Search code examples
pythonpandasmatplotlibseaborncdf

Plot CDF of columns from a CSV file using pandas


I want to plot CDF value of columns from a CSV file using pandas as follows:

I have tried some codes, but they are not reporting the correct plot. Can you help with an easy way?
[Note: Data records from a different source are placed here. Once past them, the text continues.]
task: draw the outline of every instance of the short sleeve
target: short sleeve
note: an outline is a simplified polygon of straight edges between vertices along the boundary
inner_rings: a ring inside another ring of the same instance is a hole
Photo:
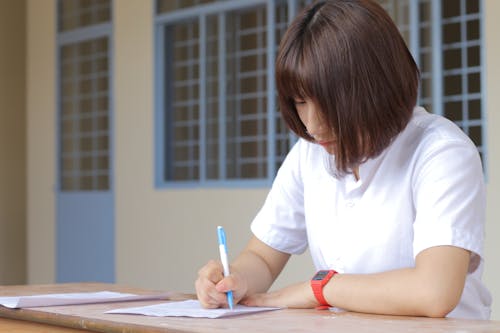
[[[437,141],[422,154],[413,182],[413,253],[452,245],[472,251],[474,263],[482,256],[484,241],[486,196],[481,160],[468,138]],[[470,270],[476,267],[471,265]]]
[[[281,165],[263,207],[251,229],[255,237],[285,253],[299,254],[307,248],[304,218],[301,155],[305,144],[300,139]]]

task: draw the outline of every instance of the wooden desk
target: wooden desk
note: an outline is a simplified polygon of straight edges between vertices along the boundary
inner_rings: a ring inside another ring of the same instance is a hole
[[[0,287],[1,296],[67,293],[85,291],[119,291],[147,294],[152,291],[112,284],[78,283],[36,286]],[[175,299],[189,295],[175,294]],[[499,321],[430,319],[377,316],[356,313],[333,313],[317,310],[279,310],[223,319],[146,317],[140,315],[104,314],[127,306],[142,306],[165,301],[134,301],[103,304],[56,306],[31,309],[8,309],[0,306],[1,332],[500,332]]]

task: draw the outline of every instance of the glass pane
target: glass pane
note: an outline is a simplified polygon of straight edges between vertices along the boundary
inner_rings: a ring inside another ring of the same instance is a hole
[[[453,121],[462,121],[462,102],[447,102],[444,104],[444,116]]]
[[[431,0],[435,1],[435,0]],[[467,0],[468,1],[468,0]],[[443,18],[454,17],[460,15],[460,0],[442,0]]]
[[[479,29],[479,20],[467,21],[467,40],[479,39]]]
[[[462,67],[461,49],[449,49],[443,52],[444,69],[454,69]]]
[[[217,1],[218,0],[157,0],[156,11],[157,13],[165,13],[176,9],[188,8]]]
[[[97,177],[96,189],[97,190],[107,190],[107,189],[109,189],[109,176],[108,175],[98,176]]]
[[[458,43],[461,40],[460,23],[449,23],[443,25],[443,43]]]
[[[444,94],[458,95],[462,93],[462,76],[450,75],[444,78]]]
[[[469,84],[469,93],[478,93],[481,91],[481,76],[479,73],[472,73],[467,76]]]
[[[481,100],[473,99],[469,101],[469,118],[472,120],[481,119]]]
[[[483,129],[481,126],[473,126],[469,128],[469,136],[476,146],[481,146],[483,144],[482,132]]]
[[[480,0],[466,0],[466,12],[467,14],[479,13],[479,1]]]
[[[87,27],[111,20],[110,0],[59,0],[59,31]]]
[[[481,65],[479,46],[472,46],[467,49],[467,66],[475,67]]]

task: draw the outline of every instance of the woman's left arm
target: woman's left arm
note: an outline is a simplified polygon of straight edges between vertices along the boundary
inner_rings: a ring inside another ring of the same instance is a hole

df = pd.read_csv('pathfile.csv')
def compute_distrib(df, col):
    stats_df = df.groupby(col)[col].agg('count')\
                 .pipe(pd.DataFrame).rename(columns={col: 'frequency'})
    
    # PDF
    stats_df['pdf'] = stats_df['frequency'] / sum(stats_df['frequency'])
    
    # CDF
    stats_df['CDF'] = stats_df['pdf'].cumsum()
    
    # modifications
    stats_df = stats_df.reset_index()\
                       .rename(columns={col:"X"})
    stats_df[" "] = col
    return stats_df

cdf = []
for col in ['1','2','3','4']: 
    cdf.append(compute_distrib(df, col))
cdf = pd.concat(cdf, ignore_index=True)

import seaborn as sns

sns.lineplot(x=cdf["X"],
             y=cdf["CDF"],
             hue=cdf[" "]);

Solution

  • Due to the lack of runnable code on your post, I created my own code for plotting the CDF of the columns of a dataframe df:

    import matplotlib.pyplot as plt
    import numpy as np
    import pandas as pd
    from itertools import accumulate
    
    
    # GENERATE EXAMPLE DATA
    df = pd.DataFrame()
    df['x1'] = np.random.uniform(-1,1, size=1000)
    df['x2'] = df['x1'] + np.random.uniform(-1,1, size=1000)
    df['x3'] = df['x2'] + np.random.uniform(-1,1, size=1000)
    df['x4'] = df['x3'] + np.random.uniform(-1, 1, size=1000)
    
    # START A PLOT
    fig,ax = plt.subplots()
    
    for col in df.columns:
    
      # SKIP IF IT HAS ANY INFINITE VALUES
      if not all(np.isfinite(df[col].values)):
        continue
    
      # USE numpy's HISTOGRAM FUNCTION TO COMPUTE BINS
      xh, xb = np.histogram(df[col], bins=60, normed=True)
    
      # COMPUTE THE CUMULATIVE SUM WITH accumulate
      xh = list(accumulate(xh))
      # NORMALIZE THE RESULT
      xh = np.array(xh) / max(xh)
    
      # PLOT WITH LABEL
      ax.plot(xb[1:], xh, label=f"$CDF$({col})")
    ax.legend()
    plt.title("CDFs of Columns")
    plt.show()
    

    The resulting plot from this code is below:

    CDF plot

    To put in your own data, just replace the # GENERATE EXAMPLE DATA section with df = pd.read_csv('path/to/sheet.csv')

    Let me know if anything in the example is unclear to you or if it needs more explanation.